Many of children could face serious and potentially deadly side effects in the long run after consuming energy drinks and in rural areas people are still not aware of these drinks, he said.
Chithuen Phendey Association (CPA), an association that deals with drugs and addictions noted that people living in the rural areas are still not aware of the harmful effects of these energy drinks.
The Executive Director of CPA, Tshewang Tenzin said that with this addiction to the drink, many youth have shown involved serious side effects, such as seizures, irregular heart rhythms or dangerously high blood pressure, in westerns countries. “I am shocked to see our children under six or youth in our country consuming the beverage without knowing what they are drinking.”
He shared that this is all linked to addiction and advocacy is needed to fight this trend. “We also added red bull advocacy in those areas. “Parents were equally shocked.”
An energy drink, Red Bull and others are certified by Bhutan Agriculture and Food Regulatory Authority (BAFRA) and Department of Trade and is sold in the market. ‘Red Bull’ entered the Bhutanese market in 2008, and is being sold for more than six years now without a single agent in the country.
According to the BAFRA and Department of Trade, Red Bull in the market is labeled in English. One can go through the contents in the product which will make it easier for a consumer to make a choice and it will be of help in deciding what is good and bad for them.
Many people living in the rural areas are not aware of the energy drink’s potential to have serious side effects.
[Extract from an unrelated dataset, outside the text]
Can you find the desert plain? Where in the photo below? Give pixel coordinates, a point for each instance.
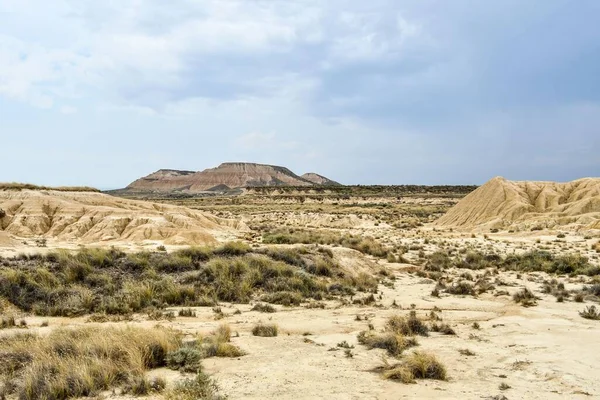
(302, 292)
As a result, parents and siblings may leave the beverages accessible to children, unknowingly putting themat risk.
“If you ask most people, they’d say teenagers and young adults drink it, but children may be more susceptible,” said Tshewang Tenzin.
He said that labeling energy drinks with something similar to the health notifications that appear on cigarettes or alcohol could help reduce some of these unintentional exposures.
“Children and adults with underlying risk factors should also know the risks and be advised not to consume energy drinks.”
According to the Ministry of Agriculture and Forests, Bhutan does not have a laboratory to check imported packaged foods and drinks. “In the 12th FYP, Ministry of agriculture is focusing on internalizing the market to live up to food and drinks sufficiency in the country instead of import,” he said.
The agriculture minister Yeshey Penjor said for Bhutan, it is important for people to understand that we definitely need to cut down our dependence on import of drinks and packaged food from India or other third countries. “To keep the better health of the people, we need to cut down on imported items,” he said.
He added the agriculture ministry is focusing on the reducing the cost of import of drinks and other food resources. “We have talked so much of sustainable development and self sufficiency of food resources and our mission is to work towards substituting and importing product with our own products,” he said.